Recently a Google Chrome scam has been observed that can infect a computer with crafty malware.
This scam called “Font wasn’t found” involves malware that changes website text into missing objects in order to appear as if the font is missing from the website.This fake font update is hosted on compromised websites that contain outdated security patches or plugins. Upon visiting a compromised site, a “HoeflerText font wasn’t found” popup message appears intending to trick the user into downloading a font file, disguised as a browser update. Compromised websites are hotspots for hosting malware that waits for unsuspecting website visitors to download and execute, a.k.a. Drive by downloads.
So, What does the scam do?
Once downloaded, the malicious file injects and rewrites a portion of the script within an unsecure website (due to outdated security patches) to generate the fake update which is used to trick the user into installing the file. Once the malware is installed, it is capable of collecting personal data from the PC and browser information such as website visitations.
How can I identify this scam?
- The text within the dialog window displays a running version of Chrome 53, which you shouldn’t have because you are updating your browser, right? So, the indication that this message has a lower browser version would be one key indicator.

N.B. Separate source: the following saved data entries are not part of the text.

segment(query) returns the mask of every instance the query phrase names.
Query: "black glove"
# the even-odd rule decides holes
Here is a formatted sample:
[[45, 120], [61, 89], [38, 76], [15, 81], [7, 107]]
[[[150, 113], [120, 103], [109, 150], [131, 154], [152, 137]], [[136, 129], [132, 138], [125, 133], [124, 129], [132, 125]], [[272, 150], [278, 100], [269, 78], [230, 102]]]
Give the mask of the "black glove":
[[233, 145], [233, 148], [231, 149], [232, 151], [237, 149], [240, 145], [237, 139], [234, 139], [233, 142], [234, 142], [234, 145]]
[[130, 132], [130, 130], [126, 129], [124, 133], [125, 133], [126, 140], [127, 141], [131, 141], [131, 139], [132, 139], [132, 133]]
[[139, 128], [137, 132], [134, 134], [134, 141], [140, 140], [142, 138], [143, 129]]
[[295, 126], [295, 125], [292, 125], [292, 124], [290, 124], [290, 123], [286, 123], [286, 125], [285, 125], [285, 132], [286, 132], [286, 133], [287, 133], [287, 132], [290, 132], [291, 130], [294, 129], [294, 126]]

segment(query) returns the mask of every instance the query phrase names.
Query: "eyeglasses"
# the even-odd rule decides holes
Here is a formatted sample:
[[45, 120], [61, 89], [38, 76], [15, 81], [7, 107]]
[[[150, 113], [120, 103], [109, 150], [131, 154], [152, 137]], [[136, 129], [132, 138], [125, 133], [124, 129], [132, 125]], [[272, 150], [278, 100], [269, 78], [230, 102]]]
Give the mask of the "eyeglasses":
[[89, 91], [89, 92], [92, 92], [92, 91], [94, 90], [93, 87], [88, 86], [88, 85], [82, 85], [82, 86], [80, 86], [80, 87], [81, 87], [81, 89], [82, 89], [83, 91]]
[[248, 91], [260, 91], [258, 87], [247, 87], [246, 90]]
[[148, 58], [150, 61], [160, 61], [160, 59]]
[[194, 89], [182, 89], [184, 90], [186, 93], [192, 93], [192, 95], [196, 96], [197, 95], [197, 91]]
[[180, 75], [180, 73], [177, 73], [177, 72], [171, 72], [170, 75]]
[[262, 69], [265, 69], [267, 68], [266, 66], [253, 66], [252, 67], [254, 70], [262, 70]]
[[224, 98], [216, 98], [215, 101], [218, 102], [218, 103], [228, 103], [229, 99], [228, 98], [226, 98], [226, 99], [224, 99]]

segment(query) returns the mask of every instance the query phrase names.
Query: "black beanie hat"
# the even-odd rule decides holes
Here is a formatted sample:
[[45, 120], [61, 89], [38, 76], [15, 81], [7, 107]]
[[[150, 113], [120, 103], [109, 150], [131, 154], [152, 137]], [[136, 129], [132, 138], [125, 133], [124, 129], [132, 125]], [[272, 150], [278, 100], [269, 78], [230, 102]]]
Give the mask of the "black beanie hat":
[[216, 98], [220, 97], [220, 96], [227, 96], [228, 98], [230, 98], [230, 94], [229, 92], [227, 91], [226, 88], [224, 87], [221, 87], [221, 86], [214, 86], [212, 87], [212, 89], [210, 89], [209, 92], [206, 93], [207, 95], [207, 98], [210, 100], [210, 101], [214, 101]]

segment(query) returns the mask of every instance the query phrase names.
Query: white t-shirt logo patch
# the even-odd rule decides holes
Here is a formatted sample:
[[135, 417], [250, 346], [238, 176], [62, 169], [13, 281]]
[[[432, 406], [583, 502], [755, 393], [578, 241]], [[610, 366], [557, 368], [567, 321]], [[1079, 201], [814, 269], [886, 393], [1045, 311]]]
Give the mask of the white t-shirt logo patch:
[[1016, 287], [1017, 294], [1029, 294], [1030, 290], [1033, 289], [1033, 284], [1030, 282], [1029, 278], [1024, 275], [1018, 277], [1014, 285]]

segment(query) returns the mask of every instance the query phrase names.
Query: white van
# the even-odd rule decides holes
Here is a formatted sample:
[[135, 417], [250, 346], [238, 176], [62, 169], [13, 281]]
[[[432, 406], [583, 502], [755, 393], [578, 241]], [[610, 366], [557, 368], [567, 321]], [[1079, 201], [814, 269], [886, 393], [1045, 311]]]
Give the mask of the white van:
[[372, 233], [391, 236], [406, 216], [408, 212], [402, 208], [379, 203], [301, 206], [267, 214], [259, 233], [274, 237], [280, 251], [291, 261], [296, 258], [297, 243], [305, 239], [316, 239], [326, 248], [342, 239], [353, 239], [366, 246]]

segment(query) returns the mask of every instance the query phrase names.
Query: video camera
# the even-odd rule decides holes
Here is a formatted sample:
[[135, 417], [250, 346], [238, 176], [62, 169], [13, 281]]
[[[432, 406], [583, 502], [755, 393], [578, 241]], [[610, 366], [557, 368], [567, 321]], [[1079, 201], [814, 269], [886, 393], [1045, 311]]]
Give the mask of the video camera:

- The file names are also suspicious and inconsistent. Upon clicking the “update” button the executable file (.exe) is listed as “Chrome Font v7.5.1.exe” This file is not labelled as “Chrome_Font.exe” like in the in malicious instructions.
And 3 – Another indicator would be a prompt from google warning you that “This file isn’t downloaded often” as you try to download the file.
What are some ways to protect my PC?
Keep your software up-to-date. This is especially true for things like your operating system, security software and Web browser, but also holds true for just about any program that you frequently use. Viruses often take advantage of bugs or exploits in the code of these programs to propagate to the new machine.
It’s also important to avoid taking actions that could put your computer at risk. These include opening unsolicited email attachments, visiting unknown websites or downloading software from untrustworthy websites Currently, the “Font wasn’t found update” scam is targeting Chrome browsers on Windows PCs.
As always make sure your PC is protected by running weekly scans, using products like Avast and Malwarebytes Anti-malware.